DDR6 SDRAM Double Data Rate 6 Synchronous Dynamic Random-Access Memory
- Developer: JEDEC
- Type: Synchronous dynamic random-access memory
- Generation: 6th generation
- Standards: DDR6-9600; DDR6-17600; DDR6-21000;
- Cycle time: TBA
- Transfer rate: 8,800–17,600 MT/s
- Bandwidth: Up to 134.4 GB/s
- Predecessor: DDR5 SDRAM (2020)

= DDR6 SDRAM =

Type of random-access memory

Double Data Rate 6 Synchronous Dynamic Random-Access Memory (DDR6 SDRAM) is the next planned type of synchronous dynamic random-access memory with a high-bandwidth ("double data rate") interface.

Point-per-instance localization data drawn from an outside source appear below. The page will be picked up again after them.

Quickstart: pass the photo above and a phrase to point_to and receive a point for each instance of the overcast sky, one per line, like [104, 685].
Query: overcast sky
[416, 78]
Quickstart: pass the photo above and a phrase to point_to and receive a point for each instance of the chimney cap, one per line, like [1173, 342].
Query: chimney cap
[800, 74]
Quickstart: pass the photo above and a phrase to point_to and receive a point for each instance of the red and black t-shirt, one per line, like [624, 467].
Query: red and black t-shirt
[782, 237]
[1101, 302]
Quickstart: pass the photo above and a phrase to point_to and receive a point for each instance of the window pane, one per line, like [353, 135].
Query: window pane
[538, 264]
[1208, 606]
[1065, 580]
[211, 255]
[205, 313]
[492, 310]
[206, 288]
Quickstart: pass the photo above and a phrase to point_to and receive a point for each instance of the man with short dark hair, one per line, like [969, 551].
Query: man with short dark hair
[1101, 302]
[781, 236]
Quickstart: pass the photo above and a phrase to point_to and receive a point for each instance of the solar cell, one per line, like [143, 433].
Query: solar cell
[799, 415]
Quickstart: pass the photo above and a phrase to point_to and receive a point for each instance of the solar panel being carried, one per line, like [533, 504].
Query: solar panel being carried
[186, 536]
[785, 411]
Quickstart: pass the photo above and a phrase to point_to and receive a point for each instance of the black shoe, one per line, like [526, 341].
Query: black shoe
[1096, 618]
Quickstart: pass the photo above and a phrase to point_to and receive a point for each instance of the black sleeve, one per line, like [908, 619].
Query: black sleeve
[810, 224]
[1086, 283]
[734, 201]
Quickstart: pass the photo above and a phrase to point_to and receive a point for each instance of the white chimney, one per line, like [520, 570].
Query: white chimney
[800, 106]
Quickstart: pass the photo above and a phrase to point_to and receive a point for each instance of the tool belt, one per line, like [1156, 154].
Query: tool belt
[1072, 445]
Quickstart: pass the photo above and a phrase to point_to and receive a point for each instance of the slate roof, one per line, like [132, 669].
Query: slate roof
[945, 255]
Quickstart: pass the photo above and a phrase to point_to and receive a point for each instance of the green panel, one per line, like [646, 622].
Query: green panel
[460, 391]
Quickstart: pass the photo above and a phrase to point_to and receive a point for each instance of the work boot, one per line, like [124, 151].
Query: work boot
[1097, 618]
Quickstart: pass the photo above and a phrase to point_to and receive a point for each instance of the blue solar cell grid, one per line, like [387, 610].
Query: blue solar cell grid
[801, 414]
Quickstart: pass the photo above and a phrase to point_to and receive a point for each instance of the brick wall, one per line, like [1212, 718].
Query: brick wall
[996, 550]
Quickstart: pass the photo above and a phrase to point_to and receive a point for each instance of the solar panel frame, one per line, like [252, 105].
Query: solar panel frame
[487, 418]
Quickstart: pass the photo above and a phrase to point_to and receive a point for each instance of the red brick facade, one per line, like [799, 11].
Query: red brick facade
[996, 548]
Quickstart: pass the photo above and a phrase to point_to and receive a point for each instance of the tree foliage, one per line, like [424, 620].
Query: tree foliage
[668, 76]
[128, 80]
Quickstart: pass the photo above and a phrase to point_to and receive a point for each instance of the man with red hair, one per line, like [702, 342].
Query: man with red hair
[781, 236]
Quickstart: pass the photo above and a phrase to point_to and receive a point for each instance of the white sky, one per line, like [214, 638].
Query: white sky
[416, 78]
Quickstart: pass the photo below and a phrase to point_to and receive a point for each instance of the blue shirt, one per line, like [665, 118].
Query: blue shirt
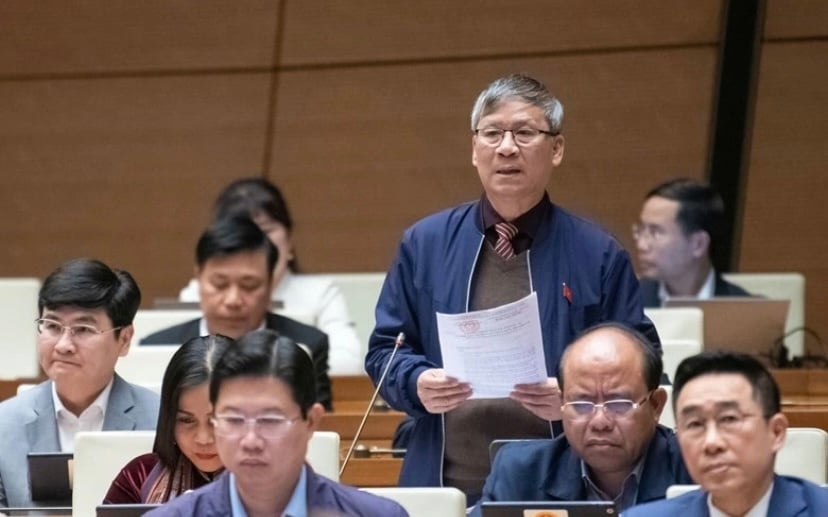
[297, 505]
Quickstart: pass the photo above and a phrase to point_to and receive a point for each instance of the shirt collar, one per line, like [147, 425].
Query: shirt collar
[760, 509]
[99, 403]
[629, 490]
[707, 291]
[297, 505]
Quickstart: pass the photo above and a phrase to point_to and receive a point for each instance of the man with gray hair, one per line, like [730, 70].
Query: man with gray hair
[511, 242]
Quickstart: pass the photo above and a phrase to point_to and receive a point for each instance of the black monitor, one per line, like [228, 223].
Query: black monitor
[49, 478]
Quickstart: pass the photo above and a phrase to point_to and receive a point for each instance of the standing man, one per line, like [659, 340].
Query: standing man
[681, 222]
[483, 254]
[730, 426]
[234, 270]
[613, 448]
[85, 324]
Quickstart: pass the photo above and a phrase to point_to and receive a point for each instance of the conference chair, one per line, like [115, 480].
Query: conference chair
[678, 323]
[361, 292]
[782, 286]
[100, 456]
[676, 350]
[426, 501]
[18, 310]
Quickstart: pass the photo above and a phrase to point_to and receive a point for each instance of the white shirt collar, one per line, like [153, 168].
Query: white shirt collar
[91, 419]
[707, 291]
[760, 509]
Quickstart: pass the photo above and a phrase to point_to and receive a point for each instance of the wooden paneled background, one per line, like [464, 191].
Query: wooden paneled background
[120, 121]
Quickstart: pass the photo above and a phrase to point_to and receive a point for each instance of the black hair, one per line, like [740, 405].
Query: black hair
[700, 207]
[231, 236]
[189, 367]
[652, 366]
[765, 389]
[254, 197]
[264, 353]
[91, 284]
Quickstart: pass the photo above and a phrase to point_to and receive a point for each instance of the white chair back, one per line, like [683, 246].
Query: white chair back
[677, 490]
[145, 364]
[668, 419]
[676, 350]
[683, 323]
[18, 344]
[426, 501]
[98, 458]
[361, 292]
[804, 455]
[323, 454]
[781, 286]
[148, 321]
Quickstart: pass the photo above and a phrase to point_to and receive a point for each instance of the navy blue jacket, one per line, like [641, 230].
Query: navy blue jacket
[543, 470]
[432, 272]
[325, 498]
[791, 497]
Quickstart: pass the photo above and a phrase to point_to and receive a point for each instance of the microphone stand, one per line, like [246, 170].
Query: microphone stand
[400, 340]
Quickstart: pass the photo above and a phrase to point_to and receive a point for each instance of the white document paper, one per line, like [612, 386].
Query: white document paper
[494, 349]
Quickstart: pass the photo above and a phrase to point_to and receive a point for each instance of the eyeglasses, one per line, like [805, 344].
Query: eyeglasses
[266, 426]
[727, 422]
[522, 136]
[52, 329]
[648, 232]
[617, 408]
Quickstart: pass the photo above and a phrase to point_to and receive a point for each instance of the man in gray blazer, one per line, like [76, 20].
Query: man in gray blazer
[86, 311]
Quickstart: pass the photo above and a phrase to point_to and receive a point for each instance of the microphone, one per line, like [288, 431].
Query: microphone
[400, 340]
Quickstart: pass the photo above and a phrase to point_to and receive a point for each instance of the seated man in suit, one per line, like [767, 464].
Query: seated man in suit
[681, 221]
[730, 427]
[612, 447]
[85, 325]
[234, 269]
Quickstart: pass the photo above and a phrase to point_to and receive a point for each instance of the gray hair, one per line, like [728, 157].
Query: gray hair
[521, 87]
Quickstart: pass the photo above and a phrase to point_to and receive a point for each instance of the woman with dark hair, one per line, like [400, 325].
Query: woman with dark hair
[184, 455]
[263, 392]
[313, 296]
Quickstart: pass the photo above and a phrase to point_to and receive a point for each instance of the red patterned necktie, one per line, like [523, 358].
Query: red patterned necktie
[505, 233]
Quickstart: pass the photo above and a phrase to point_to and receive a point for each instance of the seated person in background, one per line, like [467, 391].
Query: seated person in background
[234, 269]
[184, 454]
[612, 447]
[730, 427]
[263, 396]
[317, 297]
[681, 221]
[86, 311]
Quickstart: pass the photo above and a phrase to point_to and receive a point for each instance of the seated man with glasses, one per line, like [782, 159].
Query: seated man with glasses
[681, 222]
[263, 392]
[730, 426]
[86, 311]
[613, 448]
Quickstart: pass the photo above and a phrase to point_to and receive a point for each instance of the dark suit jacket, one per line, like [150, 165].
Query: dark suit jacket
[325, 498]
[312, 338]
[649, 290]
[550, 470]
[791, 497]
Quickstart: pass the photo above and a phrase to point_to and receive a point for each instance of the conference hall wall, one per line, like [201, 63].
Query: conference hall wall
[121, 120]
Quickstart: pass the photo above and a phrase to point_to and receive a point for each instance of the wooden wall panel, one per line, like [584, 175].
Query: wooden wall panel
[320, 32]
[796, 19]
[785, 216]
[110, 36]
[363, 152]
[122, 169]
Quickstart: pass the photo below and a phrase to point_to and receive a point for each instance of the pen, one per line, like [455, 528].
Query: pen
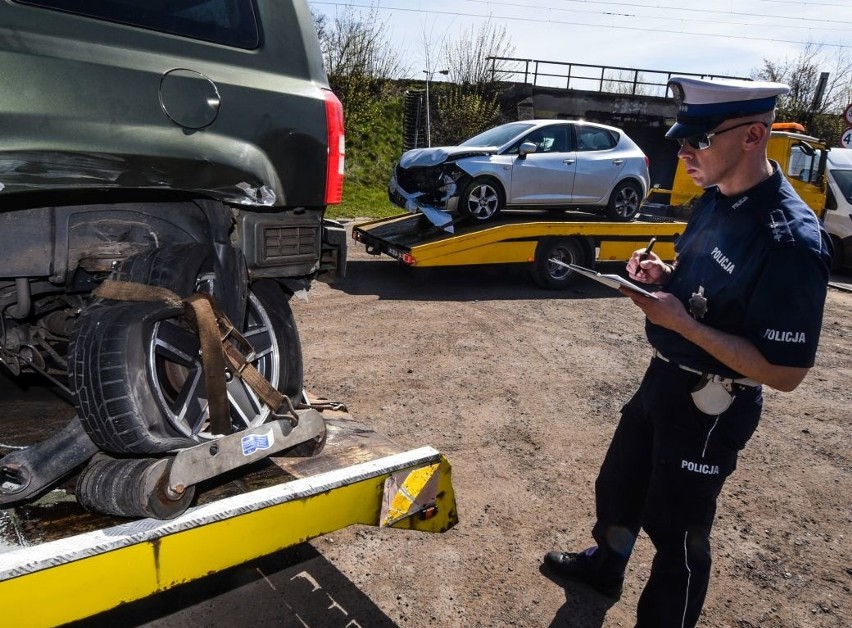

Scheduled to release in 2028-2029, it is a type of DDR SDRAM, which will be the successor to DDR5. It will have a speed of 8,800–17,600 MT/s, four 24-bit wide memory channels, and a bandwidth up to 134.4 GB/s. DDR6 is expected to add optional 3D DRAM support.

== Efficiency ==
It will have CAMM2 form factor for efficiency, especially for laptops and compact devices. It will also have Decision Feedback Equalization.